Los gobiernos tienen deberes que cumplir; también la prensa. Entre sus responsabilidades sociales, como prolongación del hogar y la escuela, la de educar es una de las más nobles. Cuatro miembros de la Academia Nacional de Geografía -Horacio Ávila, René Fortunato, Héctor Pena y Susana Ruiz Cerruti-, en la flamante obra inter académica Educación y Valores han madurado una definición que va más allá del campo minado de nuestra educación pública, a juzgar por las constancias recientes del rendimiento de nuestros chicos en pruebas internacionales. Dicen: «Educar es proveer de una formación adecuada para desarrollar la capacidad intelectual, moral y afectiva de una persona de acuerdo con la cultura y las normas de convivencia de la sociedad de su tiempo». He ahí una gran misión para la prensa. Menos periodismo de escándalo trivial, cuyo caudal descerebra, y más periodismo sustantivo y pedagógico que supla carencias elementales en la educación popular.
Prescindamos de anglicismos manoseados, como fake news y lawfare; están sirviendo para barridos y para fregados. El exceso de muletillas ensucia las letras y la conversación; reduce la originalidad e infunde daños endogámicos. Valgámonos en este confín del mundo de la lengua que define nuestra cultura y la vincula, en lo esencial de la especie, con cientos de millones de congéneres. La lengua de Cervantes, la lengua del 25 de Mayo y del 9 de Julio, la lengua de Borges y de nuestras alegrías y pesares colectivos, tiene esplendor expresivo irrenunciable para los argentinos. Aprovechemos su riqueza y distribuyámosla, como parte de la misión periodística, en el fomento más fértil de la igualdad, que es la educación
Ranga Yogeshwar, físico indio, divulgador científico afincado en Alemania, ha denunciado, lejos de saber que podría demudar aquí a quienes imputan lo contrario, que «los medios se han vuelto populistas». Se ha fundado, con alguna exageración, en que los medios tienden a medir ahora las audiencias por algoritmos y rinden pleitesía matemática a Mercurio, dios de los números.

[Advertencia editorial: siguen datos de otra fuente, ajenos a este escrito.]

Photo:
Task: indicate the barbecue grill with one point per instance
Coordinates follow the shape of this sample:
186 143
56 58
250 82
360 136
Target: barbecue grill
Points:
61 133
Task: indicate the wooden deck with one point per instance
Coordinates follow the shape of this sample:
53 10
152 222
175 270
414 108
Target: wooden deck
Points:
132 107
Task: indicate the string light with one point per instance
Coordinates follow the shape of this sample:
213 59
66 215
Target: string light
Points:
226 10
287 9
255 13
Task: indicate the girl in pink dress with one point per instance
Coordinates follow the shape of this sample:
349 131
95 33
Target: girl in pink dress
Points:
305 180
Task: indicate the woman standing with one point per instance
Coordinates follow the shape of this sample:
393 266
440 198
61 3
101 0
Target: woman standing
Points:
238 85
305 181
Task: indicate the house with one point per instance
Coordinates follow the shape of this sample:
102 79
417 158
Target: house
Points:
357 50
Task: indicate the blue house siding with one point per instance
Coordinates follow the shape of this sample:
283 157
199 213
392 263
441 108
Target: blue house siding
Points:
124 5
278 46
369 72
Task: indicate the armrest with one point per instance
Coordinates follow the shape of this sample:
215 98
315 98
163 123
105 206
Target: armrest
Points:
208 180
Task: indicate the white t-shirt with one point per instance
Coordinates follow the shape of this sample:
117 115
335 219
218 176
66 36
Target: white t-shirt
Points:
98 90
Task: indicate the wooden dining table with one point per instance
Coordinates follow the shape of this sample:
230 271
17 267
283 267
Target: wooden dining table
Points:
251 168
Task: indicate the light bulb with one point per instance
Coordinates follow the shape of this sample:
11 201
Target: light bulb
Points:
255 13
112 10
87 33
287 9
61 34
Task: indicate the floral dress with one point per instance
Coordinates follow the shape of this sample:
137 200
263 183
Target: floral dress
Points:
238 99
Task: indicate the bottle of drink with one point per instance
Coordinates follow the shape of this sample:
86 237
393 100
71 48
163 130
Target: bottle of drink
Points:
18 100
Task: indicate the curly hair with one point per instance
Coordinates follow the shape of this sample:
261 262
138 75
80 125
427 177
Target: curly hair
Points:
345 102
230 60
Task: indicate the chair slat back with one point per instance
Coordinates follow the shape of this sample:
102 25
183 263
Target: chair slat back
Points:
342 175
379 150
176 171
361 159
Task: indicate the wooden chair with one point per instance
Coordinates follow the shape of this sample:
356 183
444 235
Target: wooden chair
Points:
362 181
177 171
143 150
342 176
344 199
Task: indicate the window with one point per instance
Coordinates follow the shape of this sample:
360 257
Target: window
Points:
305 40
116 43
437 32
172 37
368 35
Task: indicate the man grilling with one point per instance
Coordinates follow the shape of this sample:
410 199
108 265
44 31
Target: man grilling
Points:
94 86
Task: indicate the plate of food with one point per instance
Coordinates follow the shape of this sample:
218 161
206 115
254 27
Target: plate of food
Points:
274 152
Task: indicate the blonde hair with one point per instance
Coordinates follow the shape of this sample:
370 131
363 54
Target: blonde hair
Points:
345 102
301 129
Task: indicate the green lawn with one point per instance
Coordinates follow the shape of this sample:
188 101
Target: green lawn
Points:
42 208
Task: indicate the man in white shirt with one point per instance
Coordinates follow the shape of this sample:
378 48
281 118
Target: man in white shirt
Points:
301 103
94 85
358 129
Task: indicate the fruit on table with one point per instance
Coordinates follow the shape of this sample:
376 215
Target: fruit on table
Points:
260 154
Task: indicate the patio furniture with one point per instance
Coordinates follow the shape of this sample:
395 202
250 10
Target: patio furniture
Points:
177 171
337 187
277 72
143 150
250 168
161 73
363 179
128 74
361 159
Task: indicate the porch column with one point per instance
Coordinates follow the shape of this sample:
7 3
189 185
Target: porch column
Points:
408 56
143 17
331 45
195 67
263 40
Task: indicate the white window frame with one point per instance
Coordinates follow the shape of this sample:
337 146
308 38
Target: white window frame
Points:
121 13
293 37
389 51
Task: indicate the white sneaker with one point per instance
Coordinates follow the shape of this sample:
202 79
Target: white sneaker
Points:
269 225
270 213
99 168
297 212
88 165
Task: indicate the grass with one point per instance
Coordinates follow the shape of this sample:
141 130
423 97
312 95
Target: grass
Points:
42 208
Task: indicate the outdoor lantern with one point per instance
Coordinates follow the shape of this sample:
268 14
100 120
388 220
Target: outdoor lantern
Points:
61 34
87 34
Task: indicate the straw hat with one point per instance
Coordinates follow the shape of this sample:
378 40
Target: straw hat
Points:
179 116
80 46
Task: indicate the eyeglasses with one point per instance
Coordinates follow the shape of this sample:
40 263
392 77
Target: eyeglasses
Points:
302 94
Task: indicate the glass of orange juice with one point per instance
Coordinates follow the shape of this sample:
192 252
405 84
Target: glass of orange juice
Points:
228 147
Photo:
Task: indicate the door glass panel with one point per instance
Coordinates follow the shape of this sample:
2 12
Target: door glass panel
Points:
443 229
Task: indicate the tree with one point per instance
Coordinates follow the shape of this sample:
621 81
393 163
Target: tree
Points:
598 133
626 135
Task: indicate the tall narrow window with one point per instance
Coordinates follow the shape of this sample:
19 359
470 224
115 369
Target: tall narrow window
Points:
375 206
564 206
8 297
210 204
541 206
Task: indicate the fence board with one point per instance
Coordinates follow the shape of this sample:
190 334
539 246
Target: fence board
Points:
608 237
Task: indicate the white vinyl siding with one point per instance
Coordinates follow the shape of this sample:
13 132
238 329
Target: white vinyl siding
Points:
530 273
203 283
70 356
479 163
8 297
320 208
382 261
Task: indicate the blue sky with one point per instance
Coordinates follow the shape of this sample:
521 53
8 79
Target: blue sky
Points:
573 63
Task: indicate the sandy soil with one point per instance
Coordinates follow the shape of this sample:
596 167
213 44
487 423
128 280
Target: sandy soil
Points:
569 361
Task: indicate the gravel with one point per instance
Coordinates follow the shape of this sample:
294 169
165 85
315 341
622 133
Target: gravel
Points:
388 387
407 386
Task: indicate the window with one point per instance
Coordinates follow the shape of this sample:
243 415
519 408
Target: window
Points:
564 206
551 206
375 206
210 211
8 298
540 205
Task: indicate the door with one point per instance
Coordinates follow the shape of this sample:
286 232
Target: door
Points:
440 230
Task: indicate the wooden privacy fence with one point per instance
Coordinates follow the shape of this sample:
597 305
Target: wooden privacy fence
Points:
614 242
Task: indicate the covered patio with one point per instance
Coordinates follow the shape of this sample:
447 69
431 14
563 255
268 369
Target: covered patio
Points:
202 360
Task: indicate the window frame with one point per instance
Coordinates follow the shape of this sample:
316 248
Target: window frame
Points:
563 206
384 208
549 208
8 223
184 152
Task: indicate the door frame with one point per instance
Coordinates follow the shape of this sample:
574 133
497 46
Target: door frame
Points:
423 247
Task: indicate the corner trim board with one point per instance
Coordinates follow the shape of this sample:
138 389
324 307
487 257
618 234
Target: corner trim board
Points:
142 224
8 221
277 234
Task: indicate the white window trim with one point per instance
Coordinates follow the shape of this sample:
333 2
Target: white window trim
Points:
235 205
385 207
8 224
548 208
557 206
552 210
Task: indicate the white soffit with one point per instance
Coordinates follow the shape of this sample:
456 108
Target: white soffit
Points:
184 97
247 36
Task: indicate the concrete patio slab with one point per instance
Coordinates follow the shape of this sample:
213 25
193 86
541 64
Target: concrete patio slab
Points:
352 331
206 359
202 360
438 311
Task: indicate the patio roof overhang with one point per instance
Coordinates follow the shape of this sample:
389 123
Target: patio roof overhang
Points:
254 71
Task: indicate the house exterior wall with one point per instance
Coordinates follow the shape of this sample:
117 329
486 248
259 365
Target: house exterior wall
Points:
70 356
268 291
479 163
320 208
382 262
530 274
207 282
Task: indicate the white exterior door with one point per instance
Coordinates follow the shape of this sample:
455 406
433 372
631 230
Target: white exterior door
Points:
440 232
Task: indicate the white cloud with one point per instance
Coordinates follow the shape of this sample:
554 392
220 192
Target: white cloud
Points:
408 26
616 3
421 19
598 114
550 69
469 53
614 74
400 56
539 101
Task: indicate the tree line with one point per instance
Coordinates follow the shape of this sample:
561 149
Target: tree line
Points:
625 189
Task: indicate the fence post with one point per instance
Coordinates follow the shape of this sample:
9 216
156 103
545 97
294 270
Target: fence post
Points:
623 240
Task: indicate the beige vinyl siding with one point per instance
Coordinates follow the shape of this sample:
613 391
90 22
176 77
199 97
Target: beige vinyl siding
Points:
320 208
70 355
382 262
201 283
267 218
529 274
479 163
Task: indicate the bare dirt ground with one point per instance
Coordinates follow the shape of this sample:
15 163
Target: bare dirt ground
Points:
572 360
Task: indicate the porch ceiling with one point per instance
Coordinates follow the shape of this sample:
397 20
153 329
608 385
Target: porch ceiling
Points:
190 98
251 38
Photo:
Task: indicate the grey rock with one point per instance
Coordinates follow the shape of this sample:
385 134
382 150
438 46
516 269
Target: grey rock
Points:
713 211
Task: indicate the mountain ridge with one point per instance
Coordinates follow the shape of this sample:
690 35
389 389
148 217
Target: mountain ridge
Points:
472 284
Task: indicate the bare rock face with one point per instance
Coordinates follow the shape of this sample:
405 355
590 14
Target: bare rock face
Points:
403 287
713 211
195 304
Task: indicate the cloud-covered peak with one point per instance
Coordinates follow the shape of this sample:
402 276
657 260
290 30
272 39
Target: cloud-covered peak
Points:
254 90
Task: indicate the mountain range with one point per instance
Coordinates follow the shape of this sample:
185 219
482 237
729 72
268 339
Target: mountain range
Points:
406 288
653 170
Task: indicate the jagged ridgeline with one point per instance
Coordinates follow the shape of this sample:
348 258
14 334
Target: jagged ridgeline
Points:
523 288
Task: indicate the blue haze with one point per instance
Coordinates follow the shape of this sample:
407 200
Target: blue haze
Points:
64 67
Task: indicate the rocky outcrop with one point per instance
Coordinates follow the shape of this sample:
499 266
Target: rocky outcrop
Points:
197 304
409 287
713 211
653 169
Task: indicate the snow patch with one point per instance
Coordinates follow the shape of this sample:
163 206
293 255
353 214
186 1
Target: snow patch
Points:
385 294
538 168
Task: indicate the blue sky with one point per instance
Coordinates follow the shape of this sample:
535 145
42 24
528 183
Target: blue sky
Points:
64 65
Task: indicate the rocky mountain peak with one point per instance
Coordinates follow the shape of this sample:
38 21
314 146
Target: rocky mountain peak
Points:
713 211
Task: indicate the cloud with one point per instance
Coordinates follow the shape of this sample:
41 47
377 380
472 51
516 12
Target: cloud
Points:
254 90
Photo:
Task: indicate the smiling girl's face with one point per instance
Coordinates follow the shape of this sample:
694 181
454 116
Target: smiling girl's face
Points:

Yogenshwar es más ajeno que nosotros a realidades apremiantes de la revolución en marcha en las comunicaciones. Los medios no actúan en el terreno intangible de las abstracciones. Ya son 640 millones de personas en el mundo, en record histórico, las que pagan al día por las noticias que reciben, en papel o en forma digital, pero es necesario sumar a muchos otros millones de personas todavía a fin de garantizar la viabilidad económica de las empresas periodísticas para que sus más bellos proyectos salgan de la región de las quimeras.
«Ahora -ha dicho Yogeshwar- la pelea es por la atención, no por las ideas». Urge, es cierto, entre los desafíos que la tecnología y los más actualizados modelos de negocios plantean al periodismo, encontrar una nueva ecuación de equilibrio que posibilite para el porvenir la continuidad del periodismo de excelencia. O sea, el que avala por sí la confiabilidad en lo que se lee, en lo que se ve y se oye, dentro de estándares de calidad periodística.
Habrá por lo tanto que fortalecer, como en los viejos tiempos, la armonía entre el dios de los números y Palas Athenea, diosa de la cultura y el pensamiento fecundo. Si al fin los buscadores dominantes de Internet resuelven compensar al periodismo por los derechos intelectuales de que usufructúan en inexplicable gratuidad, o si el Estado dispusiera aquí lo mismo que votó el Parlamento Europeo, algo más que una lluvia de flores caería en celebración de aquel renovado entendimiento.
Esta mañana, nada tendrá el catedrático indio de Aquisgrán para objetar. Los premios por discernirse serán en homenaje al buen periodismo y al mundo en general de las ideas.